Greetings,
we have deployed a Camunda Platform 7 Apache Tomcat distribution based solution, one for testing and one for production usage, both run on Amazon EC2 instances, the testing server uses internal H2 database and the production server uses a mySQL database in a completely separate EC2 instance.
Each deployment has a single process engine, and Camunda is used only as a process orchestrator through the REST API service, connecting with a middleware layer to our backend systems.
Additionally, we develop locally using a spring boot package.
The configuration of the process engine in bpm-platform.xml is default as it comes from the Camunda Tomcat distribution.
<job-executor>
<job-acquisition name="default">
<properties>
<property name="maxJobsPerAcquisition">5</property>
<property name="waitTimeInMillis">8000</property>
<property name="lockTimeInMillis">400000</property>
</properties>
</job-acquisition>
<properties>
<!-- Note: the following properties only take effect in a Tomcat environment -->
<property name="queueSize">3</property>
<property name="corePoolSize">5</property>
<property name="maxPoolSize">10</property>
<property name="keepAliveTime">0</property>
</properties>
</job-executor>
The workload in the testing server is around 100-200 concurrent instances of processes/tasks, and the production server is currently running with 2700 active instances, most of which consist of user task and wait timers for asynchronous management of processes.
In terms of performance, both servers are fast as expected, the load on the EC2 instances is minimal, with around 500MB of ram usage for the testing server, and 600MB for the production server.
However, we are experiencing stability issues with both environments, seemingly at random intervals Camunda will stop responding and then subsequently crash, meaning Camunda is no longer running (returning 500 when querying the URL and REST API) but the EC2 instance and its operating system remaining active.
I have been trying to trace the cause of the crashes, as we would want Camunda to be running 24/7, especially for our production system.
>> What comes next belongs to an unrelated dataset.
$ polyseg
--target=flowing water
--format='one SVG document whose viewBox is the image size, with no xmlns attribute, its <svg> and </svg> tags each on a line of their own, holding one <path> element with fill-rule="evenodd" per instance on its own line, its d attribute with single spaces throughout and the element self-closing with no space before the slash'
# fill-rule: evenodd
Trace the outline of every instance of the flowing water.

My current patchwork solution was to schedule a checker in our own backend to query the Camunda REST API, and if it fails to respond 5 times in 10 seconds it will send an alert and try to reboot the machine using the
sudo reboot
command.
Camunda has been configured to run on startup using a Daemon on both machines. This allows for a relatively fast restart of Camunda in event of machine maintenance, downtime, restarts and mostly, because Camunda has crashed.
I’m at a complete loss for the reason as to why Camunda stops working, this is an issue that has never ocurred when working locally with spring boot instances, some of which have been running on my own development machine for months at a time, albeit with a much smaller number of active process instances.
It seems that as load has increased, especially in the production environment, the crashes have become more commonplace.
What would be the best way to go about:
- Diagnosing the cause of crashes
- Improving availability of Camunda, as I understand using a cluster of process-engines is the way to go, but should they all be running in the same EC2 instance and connect to the shared database, or running in different instances?
And finally, could this be an AWS related issue? Perhaps connection timeouts casing the engine to crash?